E' la scena che si sono trovati davanti i carabinieri del nucleo radiomobile che hanno arrestato in flagranza di reato  un 36 enne ritenuto responsabile dei reati di maltrattamenti contro familiari e conviventi, lesioni personali e danneggiamento nei confronti della moglie da cui è separato di fatto.

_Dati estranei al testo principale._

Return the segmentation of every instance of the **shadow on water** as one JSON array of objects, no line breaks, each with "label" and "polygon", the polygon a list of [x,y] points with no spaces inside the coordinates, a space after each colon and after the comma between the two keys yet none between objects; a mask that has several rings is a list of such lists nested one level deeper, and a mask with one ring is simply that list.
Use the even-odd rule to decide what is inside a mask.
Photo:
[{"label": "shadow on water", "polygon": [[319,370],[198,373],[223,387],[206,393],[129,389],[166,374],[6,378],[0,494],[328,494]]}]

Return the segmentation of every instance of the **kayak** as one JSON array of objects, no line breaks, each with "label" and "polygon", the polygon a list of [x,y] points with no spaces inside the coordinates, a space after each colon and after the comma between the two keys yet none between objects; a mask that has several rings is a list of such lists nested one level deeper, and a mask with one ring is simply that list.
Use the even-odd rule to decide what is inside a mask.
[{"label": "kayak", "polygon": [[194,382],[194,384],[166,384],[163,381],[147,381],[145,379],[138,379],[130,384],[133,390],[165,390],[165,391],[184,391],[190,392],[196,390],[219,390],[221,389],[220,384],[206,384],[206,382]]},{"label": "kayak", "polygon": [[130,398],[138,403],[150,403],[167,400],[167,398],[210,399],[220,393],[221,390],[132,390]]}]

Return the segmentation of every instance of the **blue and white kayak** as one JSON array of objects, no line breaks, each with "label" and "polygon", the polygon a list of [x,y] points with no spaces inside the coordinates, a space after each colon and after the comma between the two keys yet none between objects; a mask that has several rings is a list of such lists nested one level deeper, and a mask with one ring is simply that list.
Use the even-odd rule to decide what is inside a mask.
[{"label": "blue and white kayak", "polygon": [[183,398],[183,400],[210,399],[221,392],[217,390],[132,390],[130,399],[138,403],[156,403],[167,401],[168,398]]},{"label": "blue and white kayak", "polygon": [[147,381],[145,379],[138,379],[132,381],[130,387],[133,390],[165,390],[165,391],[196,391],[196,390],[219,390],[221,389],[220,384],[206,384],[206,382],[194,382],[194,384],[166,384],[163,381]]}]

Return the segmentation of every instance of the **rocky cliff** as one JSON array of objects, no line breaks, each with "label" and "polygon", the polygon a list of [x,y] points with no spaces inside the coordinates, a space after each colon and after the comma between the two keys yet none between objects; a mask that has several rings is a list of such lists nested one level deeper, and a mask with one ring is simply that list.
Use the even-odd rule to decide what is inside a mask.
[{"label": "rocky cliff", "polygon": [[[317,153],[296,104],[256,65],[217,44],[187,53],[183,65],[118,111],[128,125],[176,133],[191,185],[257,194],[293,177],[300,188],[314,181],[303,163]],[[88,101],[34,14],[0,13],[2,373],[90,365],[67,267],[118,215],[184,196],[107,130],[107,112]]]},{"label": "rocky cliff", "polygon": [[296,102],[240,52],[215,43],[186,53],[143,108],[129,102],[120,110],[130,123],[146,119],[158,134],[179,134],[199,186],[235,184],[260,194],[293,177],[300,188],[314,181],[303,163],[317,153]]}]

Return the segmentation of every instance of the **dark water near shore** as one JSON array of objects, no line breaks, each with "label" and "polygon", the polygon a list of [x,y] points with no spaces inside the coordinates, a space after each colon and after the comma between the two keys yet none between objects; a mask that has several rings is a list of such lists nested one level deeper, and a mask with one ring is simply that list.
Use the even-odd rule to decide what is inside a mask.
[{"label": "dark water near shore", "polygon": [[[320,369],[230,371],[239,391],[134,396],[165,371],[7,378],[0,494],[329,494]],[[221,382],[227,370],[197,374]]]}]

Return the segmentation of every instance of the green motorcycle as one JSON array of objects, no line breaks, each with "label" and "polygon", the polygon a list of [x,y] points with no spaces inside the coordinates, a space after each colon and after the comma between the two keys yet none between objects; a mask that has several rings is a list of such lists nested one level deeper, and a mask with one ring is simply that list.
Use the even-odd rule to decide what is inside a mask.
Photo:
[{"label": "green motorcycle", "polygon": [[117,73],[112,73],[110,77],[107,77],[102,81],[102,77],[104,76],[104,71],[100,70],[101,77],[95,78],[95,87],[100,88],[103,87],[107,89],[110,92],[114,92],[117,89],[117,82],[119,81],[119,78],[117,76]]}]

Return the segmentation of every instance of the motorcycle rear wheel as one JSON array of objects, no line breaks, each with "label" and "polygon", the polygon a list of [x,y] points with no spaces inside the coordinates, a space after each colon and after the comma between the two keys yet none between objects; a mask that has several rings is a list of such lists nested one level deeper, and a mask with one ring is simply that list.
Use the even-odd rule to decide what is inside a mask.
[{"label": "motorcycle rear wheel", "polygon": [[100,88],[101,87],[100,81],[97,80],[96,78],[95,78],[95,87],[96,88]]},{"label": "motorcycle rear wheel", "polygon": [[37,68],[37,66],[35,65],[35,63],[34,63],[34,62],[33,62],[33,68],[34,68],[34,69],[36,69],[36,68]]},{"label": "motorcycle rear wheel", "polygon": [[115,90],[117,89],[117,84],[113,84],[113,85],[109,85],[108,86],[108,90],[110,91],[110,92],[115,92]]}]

I militari sono stati allertatai nel pomeriggio di venerdì da una richiesta di aiuto sul numero unico di emergenza “112 NUE”  da parte di una persona che, attirata dalle urla, aveva segnalato una lite. Sul posto i carabinieri hanno identificato i due ex coniugi che avevano litigato. La donna ha dvuto fare ricorso alle cure dei medici del Pronto soccorso dell'ospedale Piemonte e ha indiciato tutti i contorni della lite, scaturita per motivi banali e degenerata poi nell’azione violenta ai suoi danni. La donna ha inoltre raccontato le continue vessazioni subite dal marito da cui si era separata già nel mese di febbraio. Il 36enne a partire dal mese di agosto di quest’anno, aveva iniziato a pedinare la vittima, molestandola inoltre con telefonate e messaggi, anche in piena notte, divenuti sempre più insistenti.

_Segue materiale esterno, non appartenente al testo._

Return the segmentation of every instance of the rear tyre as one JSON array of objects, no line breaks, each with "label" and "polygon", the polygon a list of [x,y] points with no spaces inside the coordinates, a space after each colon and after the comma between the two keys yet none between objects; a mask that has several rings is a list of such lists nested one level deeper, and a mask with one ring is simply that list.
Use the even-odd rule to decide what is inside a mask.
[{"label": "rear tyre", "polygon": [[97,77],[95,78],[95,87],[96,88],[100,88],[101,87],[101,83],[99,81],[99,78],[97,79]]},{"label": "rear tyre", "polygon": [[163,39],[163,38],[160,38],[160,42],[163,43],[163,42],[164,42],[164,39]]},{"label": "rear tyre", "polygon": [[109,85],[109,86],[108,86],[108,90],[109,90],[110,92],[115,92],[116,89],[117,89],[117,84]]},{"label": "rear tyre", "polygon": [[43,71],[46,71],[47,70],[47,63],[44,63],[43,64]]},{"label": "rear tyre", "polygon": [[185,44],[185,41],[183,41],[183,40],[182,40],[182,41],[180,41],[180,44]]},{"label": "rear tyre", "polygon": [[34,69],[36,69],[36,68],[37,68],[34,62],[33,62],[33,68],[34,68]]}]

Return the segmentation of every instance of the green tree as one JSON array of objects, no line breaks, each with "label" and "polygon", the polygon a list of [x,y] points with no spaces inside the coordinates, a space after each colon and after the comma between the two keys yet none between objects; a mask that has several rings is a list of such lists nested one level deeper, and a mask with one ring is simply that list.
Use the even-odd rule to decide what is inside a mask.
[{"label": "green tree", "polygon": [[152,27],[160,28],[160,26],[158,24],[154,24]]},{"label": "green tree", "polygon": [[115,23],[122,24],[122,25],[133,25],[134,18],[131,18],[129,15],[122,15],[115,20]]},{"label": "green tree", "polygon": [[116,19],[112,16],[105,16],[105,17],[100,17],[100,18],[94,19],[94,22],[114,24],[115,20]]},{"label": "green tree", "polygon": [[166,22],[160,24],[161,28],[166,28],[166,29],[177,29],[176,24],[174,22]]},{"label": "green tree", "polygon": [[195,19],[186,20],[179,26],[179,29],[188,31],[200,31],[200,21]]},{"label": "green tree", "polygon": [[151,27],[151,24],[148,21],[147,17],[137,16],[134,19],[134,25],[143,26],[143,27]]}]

All’esito degli accertamenti il 36enne è stato arrestato in flagranza poiché ritenuto responsabile dei reati di maltrattamenti contro familiari e conviventi, lesioni personali e danneggiamento e, su disposizione del sostituto di turno della Procura di Messina, è stato condotto presso la proprio abitazione in regime di arresti domiciliari.

La prontezza della risposta della Polizia Giudiziaria nei casi di vittime di maltrattamenti in famiglia, atti persecutori e violenze di genere è conseguente alla specifica preparazione professionale e sensibilità degli operanti nell’affrontare tali reati, per i quali è altissima l’attenzione e la sensibilità della Procura della Repubblica di Messina che ha stabilito precise modalità operative per giungere, quanto più rapidamente possibile, a tutelare le vittime vulnerabili.

In tale contesto è però fondamentale la denuncia da parte delle vittime di tali reati così da consentire all’Autorità Giudiziaria e alla Polizia Giudiziaria di poter prontamente intervenire a loro tutela.